Ordinary Least Squares Regression in Python from Scratch

This article introduces how to calculate the coefficients for an Ordinary Least Squares regression in Python using only the NumPy package. NumPy is the fundamental package for scientific computing with Python. It performs in some way similar to R. First, let us import the NumPy package.

# Import NumPy
import numpy as np

Then, let's generate some toy data to play with.

# Generate some random data
n, k = 100, 2  # set the dimensions of the design matrix
beta = np.array([1, 1, 10])  # set the true coefficients
x = np.concatenate([np.ones((n, 1)), np.random.randn(n, k)], axis=1)  # generate random x
y = np.matmul(x, beta) + np.random.randn(n)  # generate random y

OLS Estimator

Now we have an \(n \times k\) matrix \(x\) as the design matrix and an \(n \times 1\) vector \(y\) as the vector of the endogenous variable. The OLS estimator can be calculated using the formula below:

\begin{equation*} \hat{\beta} = (x'x)^{-1}x'y. \end{equation*}

Next, we calculate the value of the OLS estimator with the formula above using NumPy.

# Calculate OLS regression coefficients
beta_hat = np.matmul(np.matmul(np.linalg.inv(np.matmul(np.array(x).transpose(), np.array(x))), x.transpose()), y)
beta_hat

array([ 1.05552416,  1.0684565 , 10.08328924])
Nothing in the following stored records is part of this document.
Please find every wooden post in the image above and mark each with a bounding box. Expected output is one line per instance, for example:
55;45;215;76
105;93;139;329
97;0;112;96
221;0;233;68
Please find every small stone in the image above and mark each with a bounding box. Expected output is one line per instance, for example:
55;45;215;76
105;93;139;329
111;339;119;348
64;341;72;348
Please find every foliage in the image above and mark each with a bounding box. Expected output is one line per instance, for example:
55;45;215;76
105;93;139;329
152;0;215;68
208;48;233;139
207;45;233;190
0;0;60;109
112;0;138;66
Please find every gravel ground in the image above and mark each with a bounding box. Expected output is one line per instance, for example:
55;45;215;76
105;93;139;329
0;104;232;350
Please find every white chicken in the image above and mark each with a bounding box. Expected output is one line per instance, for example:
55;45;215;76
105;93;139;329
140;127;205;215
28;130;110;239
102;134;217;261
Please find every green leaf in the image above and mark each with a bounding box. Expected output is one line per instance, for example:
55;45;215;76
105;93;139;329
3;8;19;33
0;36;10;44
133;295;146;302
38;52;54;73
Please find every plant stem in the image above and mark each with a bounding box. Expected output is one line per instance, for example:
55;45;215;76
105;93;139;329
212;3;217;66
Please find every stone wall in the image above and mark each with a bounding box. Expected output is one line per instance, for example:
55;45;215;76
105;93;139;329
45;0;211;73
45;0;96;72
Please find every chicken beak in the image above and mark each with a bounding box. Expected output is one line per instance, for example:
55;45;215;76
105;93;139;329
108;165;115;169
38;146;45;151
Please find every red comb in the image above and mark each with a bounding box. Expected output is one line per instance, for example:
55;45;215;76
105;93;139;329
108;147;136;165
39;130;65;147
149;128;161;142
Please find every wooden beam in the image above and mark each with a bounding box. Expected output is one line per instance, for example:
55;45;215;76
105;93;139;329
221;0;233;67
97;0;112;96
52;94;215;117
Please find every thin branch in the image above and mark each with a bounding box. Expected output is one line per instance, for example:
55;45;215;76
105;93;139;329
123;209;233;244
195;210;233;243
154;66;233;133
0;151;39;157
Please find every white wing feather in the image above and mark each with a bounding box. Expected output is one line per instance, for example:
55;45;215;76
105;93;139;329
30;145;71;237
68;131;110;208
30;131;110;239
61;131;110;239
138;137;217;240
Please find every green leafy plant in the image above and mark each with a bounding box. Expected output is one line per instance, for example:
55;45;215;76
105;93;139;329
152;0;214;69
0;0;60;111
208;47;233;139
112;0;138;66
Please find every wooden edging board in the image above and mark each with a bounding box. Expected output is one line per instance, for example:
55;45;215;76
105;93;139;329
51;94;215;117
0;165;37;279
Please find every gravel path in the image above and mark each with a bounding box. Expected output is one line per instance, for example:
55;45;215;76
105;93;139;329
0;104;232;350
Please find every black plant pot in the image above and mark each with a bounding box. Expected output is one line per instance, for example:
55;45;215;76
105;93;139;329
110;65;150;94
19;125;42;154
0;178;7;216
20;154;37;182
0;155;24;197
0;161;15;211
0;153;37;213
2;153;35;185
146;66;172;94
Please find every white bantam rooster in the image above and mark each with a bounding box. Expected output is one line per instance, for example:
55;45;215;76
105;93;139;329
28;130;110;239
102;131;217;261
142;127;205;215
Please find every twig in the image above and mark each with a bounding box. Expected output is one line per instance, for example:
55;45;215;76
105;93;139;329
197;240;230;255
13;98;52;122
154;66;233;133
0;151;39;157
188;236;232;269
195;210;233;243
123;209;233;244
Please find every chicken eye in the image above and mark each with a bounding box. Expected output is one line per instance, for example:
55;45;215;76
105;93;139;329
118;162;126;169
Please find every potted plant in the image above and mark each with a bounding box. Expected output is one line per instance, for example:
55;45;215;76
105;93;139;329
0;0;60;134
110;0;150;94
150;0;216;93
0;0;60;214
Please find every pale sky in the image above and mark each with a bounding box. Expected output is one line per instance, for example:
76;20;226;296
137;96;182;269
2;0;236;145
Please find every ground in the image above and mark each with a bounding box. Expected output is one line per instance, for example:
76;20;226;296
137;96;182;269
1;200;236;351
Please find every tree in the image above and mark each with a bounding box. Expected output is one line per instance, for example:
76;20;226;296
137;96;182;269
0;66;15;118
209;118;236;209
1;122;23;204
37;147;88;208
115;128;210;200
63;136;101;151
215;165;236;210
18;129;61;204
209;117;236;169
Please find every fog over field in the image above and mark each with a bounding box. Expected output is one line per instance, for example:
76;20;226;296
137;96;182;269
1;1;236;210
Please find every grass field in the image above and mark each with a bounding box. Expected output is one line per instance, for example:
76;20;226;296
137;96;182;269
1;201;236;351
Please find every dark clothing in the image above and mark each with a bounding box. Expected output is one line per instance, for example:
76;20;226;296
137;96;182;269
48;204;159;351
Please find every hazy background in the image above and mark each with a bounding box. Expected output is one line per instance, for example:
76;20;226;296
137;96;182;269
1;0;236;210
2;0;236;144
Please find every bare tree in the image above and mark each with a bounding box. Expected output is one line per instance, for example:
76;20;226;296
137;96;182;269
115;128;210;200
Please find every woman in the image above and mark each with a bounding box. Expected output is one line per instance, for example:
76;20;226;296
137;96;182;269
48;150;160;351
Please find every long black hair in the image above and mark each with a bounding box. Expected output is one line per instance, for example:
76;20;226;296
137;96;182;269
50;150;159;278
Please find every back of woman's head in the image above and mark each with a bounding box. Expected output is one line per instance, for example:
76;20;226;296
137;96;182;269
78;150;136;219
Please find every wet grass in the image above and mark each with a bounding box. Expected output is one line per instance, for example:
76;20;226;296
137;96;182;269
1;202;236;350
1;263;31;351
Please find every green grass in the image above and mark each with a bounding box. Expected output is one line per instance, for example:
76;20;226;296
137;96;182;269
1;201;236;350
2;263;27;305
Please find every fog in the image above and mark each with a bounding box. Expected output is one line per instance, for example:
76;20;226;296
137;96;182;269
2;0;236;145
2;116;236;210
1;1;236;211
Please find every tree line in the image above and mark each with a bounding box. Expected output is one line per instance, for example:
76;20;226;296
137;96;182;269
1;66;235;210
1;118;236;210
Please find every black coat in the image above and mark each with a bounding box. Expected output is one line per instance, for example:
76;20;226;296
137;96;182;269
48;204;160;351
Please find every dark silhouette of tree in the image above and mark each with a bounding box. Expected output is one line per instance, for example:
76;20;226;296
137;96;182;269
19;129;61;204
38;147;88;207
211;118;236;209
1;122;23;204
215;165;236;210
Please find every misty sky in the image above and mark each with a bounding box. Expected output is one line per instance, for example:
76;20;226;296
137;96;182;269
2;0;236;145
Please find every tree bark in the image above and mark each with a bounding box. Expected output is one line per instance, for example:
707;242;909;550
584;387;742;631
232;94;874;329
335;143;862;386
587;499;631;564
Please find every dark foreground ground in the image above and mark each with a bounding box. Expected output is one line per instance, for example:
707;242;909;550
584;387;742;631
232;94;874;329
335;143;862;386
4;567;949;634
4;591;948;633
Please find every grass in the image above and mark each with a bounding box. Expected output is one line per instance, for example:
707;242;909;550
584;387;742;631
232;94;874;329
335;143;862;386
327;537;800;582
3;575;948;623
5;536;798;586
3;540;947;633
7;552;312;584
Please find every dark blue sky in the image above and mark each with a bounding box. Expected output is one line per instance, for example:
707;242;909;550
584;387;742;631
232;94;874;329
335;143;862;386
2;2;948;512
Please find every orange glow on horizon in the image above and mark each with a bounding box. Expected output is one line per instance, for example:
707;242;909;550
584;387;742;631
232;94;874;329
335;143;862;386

The values of the calculated OLS coefficients using the simulated toy data are shown above. We can further develop it into a function and add other functionalities like calculating the variance of the OLS estimate.

Variance of Estimator

Next let us calculate the variance of the OLS estimate. From the formula of the OLS estimator above, we can derive the formula of its variance to be

\begin{equation*} Var(\hat{\beta})=\sigma^2(X'X)^{-1}, \end{equation*}

where \(\sigma^2\) is the variance of the error term. We can use the sample variance of the error term

\begin{equation*} \hat{\sigma}^2 = \frac{\sum\hat{u}_i^2}{n-k-1}, \end{equation*}

where \(\hat{u_i}\) are the residuals from the OLS regression as an estimate of its true variance.

# Calculate Variance of OLS estimate
residual = y - np.matmul(x, beta_hat)  # calculate the residual
sigma_hat = sum(residual ** 2) / (n - k - 1)  # estimate of error term variance
variance_beta_hat = sigma_hat * np.linalg.inv(np.matmul(x.transpose(), x))  # Calculate variance of OLS estimate
variance_beta_hat

array([[ 0.01182717,  0.00117423, -0.00012874],
       [ 0.00117423,  0.01178575,  0.00108286],
       [-0.00012874,  0.00108286,  0.01194932]])